Festival dance is a form of Irish dance traditionally associated with Northern Ireland. It separated from the "feis" movement in stepdancing in the mid-20th century and became stylistically and administratively distinct. The form is practised competitively in Northern Ireland, England, and parts of mainland Europe.

History 
In the early 20th century, the Gaelic League, an organisation devoted to the promotion of the Irish language in Ireland, established An Coimisiún Le Rincí Gaelacha (CLRG) to standardise and promote traditional Irish dance, as part of a broader Irish nationalist cause. However, the organisation was criticised for its emphasis on certain regional styles and traditions at the expense of others.

In 1951 dance teacher Patricia Mulholland was suspended from teaching by CLRG for six months after participating in a dance event where the British national anthem was played. Mulholland decided to leave CLRG and create a new form of Irish dance, described as a form of "folk ballet", in order to appeal to Protestant and Catholic heritages.

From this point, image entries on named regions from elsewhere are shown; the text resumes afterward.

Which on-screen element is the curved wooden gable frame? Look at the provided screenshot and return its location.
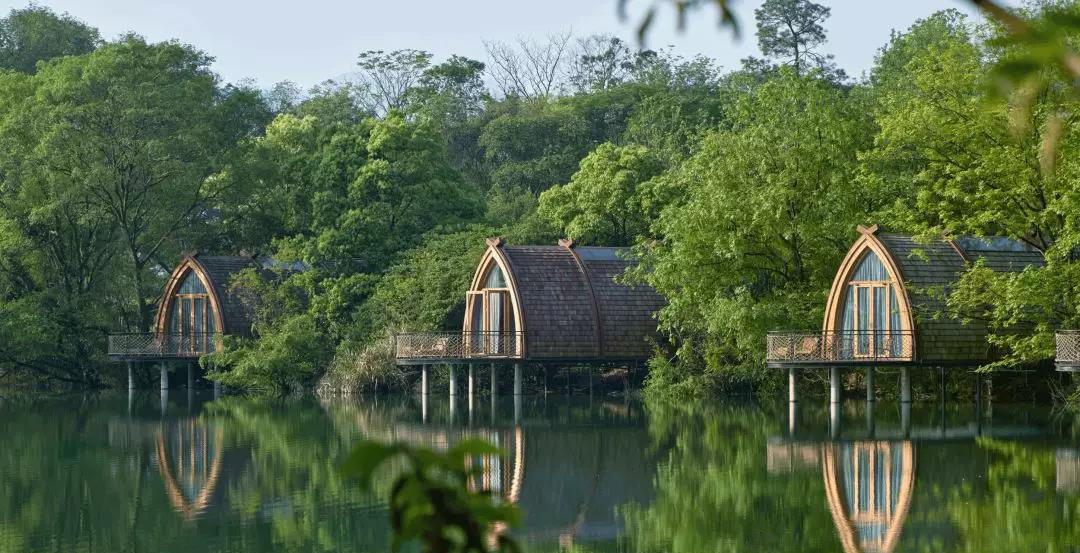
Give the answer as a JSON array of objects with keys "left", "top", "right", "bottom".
[
  {"left": 822, "top": 225, "right": 918, "bottom": 359},
  {"left": 462, "top": 238, "right": 528, "bottom": 358},
  {"left": 156, "top": 428, "right": 225, "bottom": 521},
  {"left": 154, "top": 255, "right": 227, "bottom": 334},
  {"left": 822, "top": 441, "right": 915, "bottom": 553}
]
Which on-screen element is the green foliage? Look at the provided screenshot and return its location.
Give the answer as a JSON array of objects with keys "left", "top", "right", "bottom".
[
  {"left": 0, "top": 4, "right": 102, "bottom": 73},
  {"left": 342, "top": 440, "right": 521, "bottom": 553},
  {"left": 637, "top": 69, "right": 882, "bottom": 381},
  {"left": 539, "top": 144, "right": 664, "bottom": 246}
]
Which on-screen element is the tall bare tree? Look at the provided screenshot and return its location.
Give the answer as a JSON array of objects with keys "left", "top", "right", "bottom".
[{"left": 484, "top": 31, "right": 572, "bottom": 99}]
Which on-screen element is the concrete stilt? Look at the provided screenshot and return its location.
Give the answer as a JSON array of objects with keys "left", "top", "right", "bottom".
[
  {"left": 866, "top": 402, "right": 877, "bottom": 437},
  {"left": 787, "top": 402, "right": 799, "bottom": 437},
  {"left": 900, "top": 402, "right": 912, "bottom": 437},
  {"left": 828, "top": 402, "right": 842, "bottom": 440},
  {"left": 828, "top": 367, "right": 843, "bottom": 403}
]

A group of dancing teachers from Northern Ireland met in Belfast in 1971 and formed a new organisation, initially known as An Comgall, but later renamed to the Nine Glens Association. The Association hosted various annual competitions, and became the Festival Dance Teachers Association in 2003.

Style 
There are stylistic differences between festival dance and modern stepdance as the predominating forms of solo Irish dance. Teachers of festival dance emphasise the importance of individualism in performance, and encourage storytelling in the interpretations of each dancer. It is described as less rigid, and proponents highlight the "art and personal expression" involved. Set dances, which are standardised by An Coimisiún and other stepdance organisations, are originally composed for individual festival dancers.

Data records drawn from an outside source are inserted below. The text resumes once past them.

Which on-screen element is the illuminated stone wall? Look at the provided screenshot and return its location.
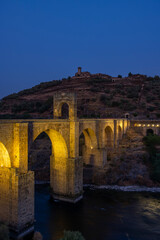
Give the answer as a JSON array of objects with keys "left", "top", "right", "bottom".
[
  {"left": 130, "top": 120, "right": 160, "bottom": 136},
  {"left": 0, "top": 93, "right": 130, "bottom": 234},
  {"left": 0, "top": 167, "right": 34, "bottom": 232}
]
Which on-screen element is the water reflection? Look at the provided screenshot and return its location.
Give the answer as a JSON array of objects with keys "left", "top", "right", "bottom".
[{"left": 36, "top": 186, "right": 160, "bottom": 240}]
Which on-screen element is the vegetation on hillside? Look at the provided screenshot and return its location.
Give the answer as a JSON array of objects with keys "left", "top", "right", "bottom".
[
  {"left": 60, "top": 231, "right": 85, "bottom": 240},
  {"left": 0, "top": 73, "right": 160, "bottom": 119},
  {"left": 143, "top": 134, "right": 160, "bottom": 182}
]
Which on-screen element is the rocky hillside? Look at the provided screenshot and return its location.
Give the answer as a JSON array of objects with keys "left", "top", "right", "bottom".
[
  {"left": 88, "top": 128, "right": 159, "bottom": 187},
  {"left": 0, "top": 69, "right": 160, "bottom": 119}
]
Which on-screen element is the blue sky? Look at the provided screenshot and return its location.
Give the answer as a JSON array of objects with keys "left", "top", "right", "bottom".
[{"left": 0, "top": 0, "right": 160, "bottom": 98}]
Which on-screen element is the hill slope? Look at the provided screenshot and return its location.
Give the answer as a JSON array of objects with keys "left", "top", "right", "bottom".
[{"left": 0, "top": 72, "right": 160, "bottom": 119}]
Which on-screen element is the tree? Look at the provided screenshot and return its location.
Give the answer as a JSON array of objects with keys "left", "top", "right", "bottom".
[
  {"left": 0, "top": 224, "right": 9, "bottom": 240},
  {"left": 60, "top": 231, "right": 85, "bottom": 240}
]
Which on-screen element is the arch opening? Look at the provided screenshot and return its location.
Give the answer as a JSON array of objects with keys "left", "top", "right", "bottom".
[
  {"left": 29, "top": 129, "right": 68, "bottom": 181},
  {"left": 61, "top": 103, "right": 69, "bottom": 119},
  {"left": 146, "top": 128, "right": 154, "bottom": 136},
  {"left": 118, "top": 125, "right": 122, "bottom": 140},
  {"left": 79, "top": 128, "right": 97, "bottom": 165},
  {"left": 105, "top": 126, "right": 113, "bottom": 148},
  {"left": 28, "top": 132, "right": 52, "bottom": 181},
  {"left": 0, "top": 142, "right": 11, "bottom": 168}
]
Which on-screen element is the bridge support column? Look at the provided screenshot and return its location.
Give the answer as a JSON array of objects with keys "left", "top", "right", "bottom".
[
  {"left": 82, "top": 147, "right": 107, "bottom": 167},
  {"left": 50, "top": 155, "right": 83, "bottom": 203},
  {"left": 0, "top": 167, "right": 34, "bottom": 239}
]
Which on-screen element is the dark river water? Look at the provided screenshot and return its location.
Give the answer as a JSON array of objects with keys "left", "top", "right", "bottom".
[{"left": 35, "top": 185, "right": 160, "bottom": 240}]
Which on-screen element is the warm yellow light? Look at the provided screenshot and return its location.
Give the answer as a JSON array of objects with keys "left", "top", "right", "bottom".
[{"left": 0, "top": 142, "right": 11, "bottom": 167}]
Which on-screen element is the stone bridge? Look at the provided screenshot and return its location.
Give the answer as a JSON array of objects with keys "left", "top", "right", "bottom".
[{"left": 0, "top": 93, "right": 129, "bottom": 237}]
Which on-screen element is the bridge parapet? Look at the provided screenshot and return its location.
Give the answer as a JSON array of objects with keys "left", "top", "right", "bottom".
[{"left": 131, "top": 120, "right": 160, "bottom": 136}]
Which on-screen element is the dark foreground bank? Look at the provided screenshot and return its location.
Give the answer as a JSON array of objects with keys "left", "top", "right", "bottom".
[{"left": 35, "top": 185, "right": 160, "bottom": 240}]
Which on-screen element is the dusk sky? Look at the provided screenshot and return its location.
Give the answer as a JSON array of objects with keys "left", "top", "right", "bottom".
[{"left": 0, "top": 0, "right": 160, "bottom": 98}]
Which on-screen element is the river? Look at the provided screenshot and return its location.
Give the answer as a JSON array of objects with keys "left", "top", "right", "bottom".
[{"left": 35, "top": 185, "right": 160, "bottom": 240}]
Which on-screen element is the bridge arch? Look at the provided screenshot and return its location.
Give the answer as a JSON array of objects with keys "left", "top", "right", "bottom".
[
  {"left": 104, "top": 126, "right": 114, "bottom": 148},
  {"left": 146, "top": 128, "right": 154, "bottom": 136},
  {"left": 118, "top": 125, "right": 122, "bottom": 140},
  {"left": 0, "top": 142, "right": 11, "bottom": 168},
  {"left": 79, "top": 128, "right": 98, "bottom": 165},
  {"left": 80, "top": 128, "right": 97, "bottom": 149},
  {"left": 33, "top": 129, "right": 68, "bottom": 159},
  {"left": 59, "top": 102, "right": 69, "bottom": 119}
]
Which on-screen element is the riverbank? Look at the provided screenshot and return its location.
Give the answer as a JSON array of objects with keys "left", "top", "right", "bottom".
[
  {"left": 83, "top": 184, "right": 160, "bottom": 192},
  {"left": 35, "top": 181, "right": 160, "bottom": 192}
]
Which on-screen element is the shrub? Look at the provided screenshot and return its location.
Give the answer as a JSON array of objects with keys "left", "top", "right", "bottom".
[{"left": 60, "top": 231, "right": 85, "bottom": 240}]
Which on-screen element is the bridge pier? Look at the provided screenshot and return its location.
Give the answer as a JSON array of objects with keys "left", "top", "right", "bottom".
[
  {"left": 82, "top": 147, "right": 107, "bottom": 167},
  {"left": 0, "top": 167, "right": 34, "bottom": 239},
  {"left": 50, "top": 155, "right": 83, "bottom": 203}
]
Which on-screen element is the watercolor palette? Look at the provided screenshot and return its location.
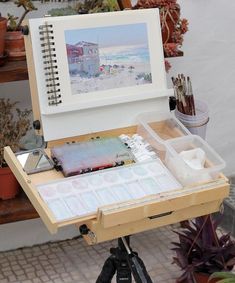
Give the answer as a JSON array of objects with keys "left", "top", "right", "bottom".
[
  {"left": 51, "top": 138, "right": 135, "bottom": 177},
  {"left": 37, "top": 159, "right": 182, "bottom": 221}
]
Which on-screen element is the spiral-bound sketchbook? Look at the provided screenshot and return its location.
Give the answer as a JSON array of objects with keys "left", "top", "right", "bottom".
[{"left": 25, "top": 9, "right": 172, "bottom": 140}]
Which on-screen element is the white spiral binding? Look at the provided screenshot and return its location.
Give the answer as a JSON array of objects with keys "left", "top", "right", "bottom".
[{"left": 39, "top": 23, "right": 62, "bottom": 106}]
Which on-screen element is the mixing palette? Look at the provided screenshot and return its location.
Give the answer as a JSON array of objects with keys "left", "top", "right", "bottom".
[
  {"left": 51, "top": 138, "right": 135, "bottom": 177},
  {"left": 37, "top": 159, "right": 182, "bottom": 221}
]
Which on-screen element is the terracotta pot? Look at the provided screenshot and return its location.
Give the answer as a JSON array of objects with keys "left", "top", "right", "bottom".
[
  {"left": 0, "top": 17, "right": 7, "bottom": 57},
  {"left": 5, "top": 31, "right": 26, "bottom": 61},
  {"left": 0, "top": 167, "right": 20, "bottom": 200},
  {"left": 162, "top": 9, "right": 180, "bottom": 43}
]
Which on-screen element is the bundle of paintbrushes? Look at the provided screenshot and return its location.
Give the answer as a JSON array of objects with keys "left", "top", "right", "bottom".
[{"left": 171, "top": 74, "right": 196, "bottom": 115}]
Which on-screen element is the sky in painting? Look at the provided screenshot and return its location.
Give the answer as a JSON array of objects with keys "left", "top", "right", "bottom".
[{"left": 65, "top": 23, "right": 148, "bottom": 48}]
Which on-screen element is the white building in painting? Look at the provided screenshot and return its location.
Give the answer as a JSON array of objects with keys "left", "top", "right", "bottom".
[{"left": 66, "top": 41, "right": 100, "bottom": 76}]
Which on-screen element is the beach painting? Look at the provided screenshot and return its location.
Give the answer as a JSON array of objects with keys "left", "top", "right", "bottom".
[{"left": 65, "top": 23, "right": 152, "bottom": 95}]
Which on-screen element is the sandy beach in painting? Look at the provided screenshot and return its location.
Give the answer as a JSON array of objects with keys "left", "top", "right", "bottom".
[{"left": 70, "top": 45, "right": 151, "bottom": 94}]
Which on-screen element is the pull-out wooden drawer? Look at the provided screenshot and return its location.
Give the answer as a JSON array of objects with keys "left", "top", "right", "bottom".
[{"left": 5, "top": 127, "right": 229, "bottom": 244}]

In competition, festival dancers depart from the highly embellished costumes that became prominent in An Coimisiún competitions after the debut of Riverdance at the 1994 Eurovision Song Contest. Competitors do not wear wigs, and makeup and fake tan are frequently prohibited. Costumes for girls are typically free-flowing velvet dresses, which create a perception of fluid movement in the style of the dance. Hard shoes are worn which resemble those of stepdancers, but ghillies (soft shoes) are made of canvas and are closer in construction to ballet slippers.

Organisation 
The Festival Dance Teachers Association (FDTA) promotes and coordinates Irish festival dance, predominantly in Northern Ireland. The FDTA describes the Ulster Championships as its most significant competition. Competitions are held for both solo and team dances.

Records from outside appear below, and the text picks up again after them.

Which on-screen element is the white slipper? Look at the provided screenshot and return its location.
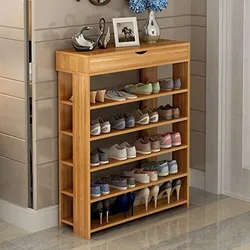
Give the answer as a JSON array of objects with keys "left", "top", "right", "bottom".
[
  {"left": 104, "top": 90, "right": 126, "bottom": 102},
  {"left": 114, "top": 90, "right": 137, "bottom": 100}
]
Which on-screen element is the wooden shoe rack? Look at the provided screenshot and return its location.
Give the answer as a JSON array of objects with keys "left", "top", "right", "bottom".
[{"left": 56, "top": 40, "right": 190, "bottom": 239}]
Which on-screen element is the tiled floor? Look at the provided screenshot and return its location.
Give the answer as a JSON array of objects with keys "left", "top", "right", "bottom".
[{"left": 0, "top": 188, "right": 250, "bottom": 250}]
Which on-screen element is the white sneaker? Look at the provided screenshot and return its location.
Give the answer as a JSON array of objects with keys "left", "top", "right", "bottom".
[
  {"left": 108, "top": 144, "right": 128, "bottom": 161},
  {"left": 120, "top": 142, "right": 136, "bottom": 159}
]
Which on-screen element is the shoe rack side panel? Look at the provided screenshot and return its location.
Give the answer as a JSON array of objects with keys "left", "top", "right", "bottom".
[
  {"left": 173, "top": 52, "right": 190, "bottom": 207},
  {"left": 73, "top": 74, "right": 91, "bottom": 239}
]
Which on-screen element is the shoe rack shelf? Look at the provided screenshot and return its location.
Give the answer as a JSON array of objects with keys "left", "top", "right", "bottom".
[{"left": 56, "top": 40, "right": 190, "bottom": 239}]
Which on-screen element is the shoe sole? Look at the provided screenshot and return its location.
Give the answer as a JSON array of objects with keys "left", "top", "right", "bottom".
[
  {"left": 150, "top": 178, "right": 158, "bottom": 181},
  {"left": 158, "top": 173, "right": 169, "bottom": 177},
  {"left": 90, "top": 163, "right": 100, "bottom": 167},
  {"left": 169, "top": 170, "right": 178, "bottom": 174},
  {"left": 160, "top": 116, "right": 173, "bottom": 121},
  {"left": 109, "top": 184, "right": 128, "bottom": 190},
  {"left": 110, "top": 156, "right": 128, "bottom": 161},
  {"left": 136, "top": 150, "right": 152, "bottom": 155},
  {"left": 161, "top": 144, "right": 173, "bottom": 148},
  {"left": 100, "top": 161, "right": 109, "bottom": 165},
  {"left": 102, "top": 191, "right": 110, "bottom": 195},
  {"left": 135, "top": 117, "right": 150, "bottom": 125},
  {"left": 152, "top": 149, "right": 161, "bottom": 153},
  {"left": 91, "top": 194, "right": 101, "bottom": 198},
  {"left": 128, "top": 185, "right": 135, "bottom": 188},
  {"left": 128, "top": 155, "right": 136, "bottom": 159},
  {"left": 90, "top": 132, "right": 101, "bottom": 136}
]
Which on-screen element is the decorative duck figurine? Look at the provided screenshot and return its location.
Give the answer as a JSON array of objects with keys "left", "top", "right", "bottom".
[
  {"left": 97, "top": 18, "right": 110, "bottom": 49},
  {"left": 72, "top": 27, "right": 96, "bottom": 51}
]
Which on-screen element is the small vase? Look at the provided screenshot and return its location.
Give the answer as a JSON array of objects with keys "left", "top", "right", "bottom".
[{"left": 143, "top": 10, "right": 161, "bottom": 43}]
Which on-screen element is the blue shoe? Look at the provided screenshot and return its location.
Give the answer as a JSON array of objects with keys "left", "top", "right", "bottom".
[
  {"left": 109, "top": 194, "right": 129, "bottom": 218},
  {"left": 127, "top": 193, "right": 135, "bottom": 216},
  {"left": 94, "top": 180, "right": 110, "bottom": 195},
  {"left": 168, "top": 160, "right": 178, "bottom": 174},
  {"left": 90, "top": 183, "right": 101, "bottom": 197}
]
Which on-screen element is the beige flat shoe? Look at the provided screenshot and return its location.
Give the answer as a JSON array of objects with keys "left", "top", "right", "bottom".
[
  {"left": 90, "top": 91, "right": 97, "bottom": 103},
  {"left": 96, "top": 89, "right": 106, "bottom": 102}
]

The Festival Irish Dance Teachers Association (F.I.D.T,A.) promotes and teaches Festival Irish Dancing in Somerset, U.K. The Association was formed by Catherine Bartlett in 2000. They have welcomed schools from Northern Ireland to their Irish Dance competitions in Somerset alongside other styles and Associations. They have hosted The European Championship giving dancers from Northern Ireland the opportunity to compete against the rest of the world whilst maintaining Festival style and traditions.